Life cycle of Skrjabingylus chitwoodorum in skunks, created in BioRender.

In November 2022, a skunk was roaming disoriented in the town of Darrouzett, TX, USA during the daytime. Because of the odd behavior, the skunk was euthanized, and the cranium was submitted for rabies testing to the Oklahoma Animal Diseases Diagnostic Laboratory (OADDL; Oklahoma State University, Stillwater, OK, USA). In addition to rabies virus (RABV; Rhabdoviridae, Lyssavirus rabies), the protozoan parasite Toxoplasma gondii has been reported to cause behavioral abnormalities in different hosts. ¹⁰ Thus, we tested for T. gondii as well as RABV.

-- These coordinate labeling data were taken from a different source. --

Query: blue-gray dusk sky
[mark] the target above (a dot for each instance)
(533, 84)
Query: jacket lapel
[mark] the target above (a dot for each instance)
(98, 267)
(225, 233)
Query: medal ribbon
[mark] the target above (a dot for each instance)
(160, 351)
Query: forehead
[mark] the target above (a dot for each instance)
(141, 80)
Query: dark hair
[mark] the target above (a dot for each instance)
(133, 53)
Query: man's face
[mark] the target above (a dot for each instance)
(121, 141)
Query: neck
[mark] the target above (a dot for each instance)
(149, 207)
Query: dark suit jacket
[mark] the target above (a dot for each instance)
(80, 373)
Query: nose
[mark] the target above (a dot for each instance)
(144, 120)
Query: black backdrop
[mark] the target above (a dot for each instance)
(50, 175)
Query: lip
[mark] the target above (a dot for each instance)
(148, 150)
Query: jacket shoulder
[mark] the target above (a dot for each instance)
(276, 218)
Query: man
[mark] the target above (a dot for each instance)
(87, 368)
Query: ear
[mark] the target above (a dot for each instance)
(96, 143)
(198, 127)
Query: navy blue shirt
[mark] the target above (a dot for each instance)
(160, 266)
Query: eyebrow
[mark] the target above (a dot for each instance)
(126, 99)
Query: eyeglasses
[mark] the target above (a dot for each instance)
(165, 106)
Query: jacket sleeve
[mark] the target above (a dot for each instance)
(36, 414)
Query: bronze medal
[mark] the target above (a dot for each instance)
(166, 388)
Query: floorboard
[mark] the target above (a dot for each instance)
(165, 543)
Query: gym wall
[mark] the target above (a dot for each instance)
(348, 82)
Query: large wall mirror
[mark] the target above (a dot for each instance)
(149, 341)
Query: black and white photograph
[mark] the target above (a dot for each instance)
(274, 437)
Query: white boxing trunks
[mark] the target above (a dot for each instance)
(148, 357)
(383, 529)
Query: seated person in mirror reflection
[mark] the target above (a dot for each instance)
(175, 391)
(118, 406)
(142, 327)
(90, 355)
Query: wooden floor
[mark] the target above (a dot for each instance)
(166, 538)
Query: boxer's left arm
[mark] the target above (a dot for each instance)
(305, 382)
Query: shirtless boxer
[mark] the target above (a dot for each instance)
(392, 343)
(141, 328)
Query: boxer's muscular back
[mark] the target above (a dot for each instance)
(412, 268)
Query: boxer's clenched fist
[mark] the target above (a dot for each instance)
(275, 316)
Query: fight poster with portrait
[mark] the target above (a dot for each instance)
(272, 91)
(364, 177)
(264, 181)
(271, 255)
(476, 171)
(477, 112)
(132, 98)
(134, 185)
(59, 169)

The skunk cranium had extensive meningoencephalitis and contained several nematodes (Fig. 2A). The specimens recovered were bright red, with a thick transparent cuticle containing annular ridges (Suppl. Fig. 1) and a long and muscular esophagus (Suppl. Fig. 2). The female worms were ~4 cm long; males were smaller, with an average length of 2.6 cm. Females had a short tail with a subterminal protuberance (Fig. 2B). Males were darker than females, with a posterior end that had 6 rays and spicules similar in size and shape (650 µm average; Fig. 2C), each terminating posteriorly in a leaf-like, dorsoventrally flat, expansion.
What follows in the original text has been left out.